Minnesota's great basswood and sugar maple forests have been cut into smaller and smaller pockets during the last 150 years. The "Big Woods" that once ruled the state are long gone, fractured into hundreds of parks and reserves.
There are still remnants of the old forest that have never been logged, or at least haven't been logged in a century. But they're separated from each other by highways, homes and farms, and it's unclear which plants and animals are still able to reproduce and which are on their way to extinction.
Foresters with the University of Minnesota are starting a long-overdue count, aiming to identify each plant in what is left of the Big Woods of south-central Minnesota. During the next two years, they'll find out where some of the rarer plants, such as trilliums, are still living and see if there are ways to bring plant life back.

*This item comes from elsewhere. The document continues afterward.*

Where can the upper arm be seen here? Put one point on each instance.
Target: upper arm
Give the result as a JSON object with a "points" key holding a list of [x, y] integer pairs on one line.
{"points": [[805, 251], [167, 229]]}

"We're starting with plants because if the plants go, then pollinators go, and the whole ecosystem goes," said Lee Frelich, director of the U's Center for Forest Ecology. "Think of a city with all these big buildings that are empty of people. You can still have old trees surviving, but with nothing else, it's all degraded."
The Big Woods is what the explorers first called the shady forests dominated by elm, basswood, red oak and sugar maples that once lined the edge of Minnesota's prairies. Before European settlement, the woods covered an estimated 1.3 million acres in what is now the Twin Cities and south-central Minnesota. There are roughly 28,000 acres of it left, or about 2%, Frelich said.
While those remnants have been carefully protected in state parks and science reserves, many species may need more space to regenerate.
Many of the plants rely on insects to pollinate. When the forests are separated from each other by farms and subdivisions, it can be difficult if not impossible for those pollinators to make it from one patch to another, Frelich said.
The major stresses on the forests have also been getting worse over the last few decades, he said.